As show above p-value for the same gene was (2.05E-12) in both occasion but the q value changes.
Doesn't the adjust p-value remain same ? and only changes to NA if it doesn't satisfy the FDR cutoff?
The '
alpha
' that you specify toresults()
is passed along to a function that applies a procedure called independent filtering (IF), or also a new method called IHW if you specify that method when running results().
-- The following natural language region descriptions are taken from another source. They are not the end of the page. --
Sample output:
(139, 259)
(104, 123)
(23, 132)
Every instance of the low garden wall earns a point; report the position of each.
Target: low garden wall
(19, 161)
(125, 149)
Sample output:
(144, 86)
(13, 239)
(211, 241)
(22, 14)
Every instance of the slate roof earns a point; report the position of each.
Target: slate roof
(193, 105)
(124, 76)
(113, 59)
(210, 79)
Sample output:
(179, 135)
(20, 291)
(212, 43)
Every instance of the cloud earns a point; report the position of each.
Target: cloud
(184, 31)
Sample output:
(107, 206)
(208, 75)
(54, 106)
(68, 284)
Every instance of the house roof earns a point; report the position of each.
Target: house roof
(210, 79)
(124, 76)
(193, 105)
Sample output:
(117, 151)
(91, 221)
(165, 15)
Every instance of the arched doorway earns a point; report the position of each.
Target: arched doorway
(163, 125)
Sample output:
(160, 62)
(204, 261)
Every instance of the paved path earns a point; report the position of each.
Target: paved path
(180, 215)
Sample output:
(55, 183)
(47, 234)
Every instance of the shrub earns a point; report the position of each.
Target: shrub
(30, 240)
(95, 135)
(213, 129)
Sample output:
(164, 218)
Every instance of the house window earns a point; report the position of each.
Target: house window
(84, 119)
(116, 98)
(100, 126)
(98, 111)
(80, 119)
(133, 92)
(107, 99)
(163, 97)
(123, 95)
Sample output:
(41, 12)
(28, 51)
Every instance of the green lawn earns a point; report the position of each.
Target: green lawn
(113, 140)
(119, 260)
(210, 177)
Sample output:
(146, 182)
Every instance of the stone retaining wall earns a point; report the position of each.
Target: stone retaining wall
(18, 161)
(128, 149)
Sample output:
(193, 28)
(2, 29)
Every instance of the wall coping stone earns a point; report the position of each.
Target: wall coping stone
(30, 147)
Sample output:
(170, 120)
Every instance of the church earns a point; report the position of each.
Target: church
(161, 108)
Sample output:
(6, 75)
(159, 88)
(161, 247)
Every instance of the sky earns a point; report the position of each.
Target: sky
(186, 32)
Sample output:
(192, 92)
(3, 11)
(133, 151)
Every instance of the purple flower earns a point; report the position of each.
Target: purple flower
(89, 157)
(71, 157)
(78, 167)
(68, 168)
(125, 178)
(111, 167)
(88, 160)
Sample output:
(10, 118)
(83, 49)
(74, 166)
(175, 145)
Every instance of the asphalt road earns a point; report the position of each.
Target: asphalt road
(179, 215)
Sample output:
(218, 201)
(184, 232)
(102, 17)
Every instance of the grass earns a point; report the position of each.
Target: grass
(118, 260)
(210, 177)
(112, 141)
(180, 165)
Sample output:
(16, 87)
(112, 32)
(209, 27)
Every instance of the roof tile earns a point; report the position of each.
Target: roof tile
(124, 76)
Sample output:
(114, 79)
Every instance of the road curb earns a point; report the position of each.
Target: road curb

We have a citation for IF in the help page for the results() function, if you want to read more, and it's also discussed in the DESeq2 paper under a section on independent filtering. In the IF case, the procedure finds a threshold for mean of normalized counts, below which the signal is too low for sufficient power in statistical testing. Changing the number of tests (how many pass the filter) changes the adjusted p-value.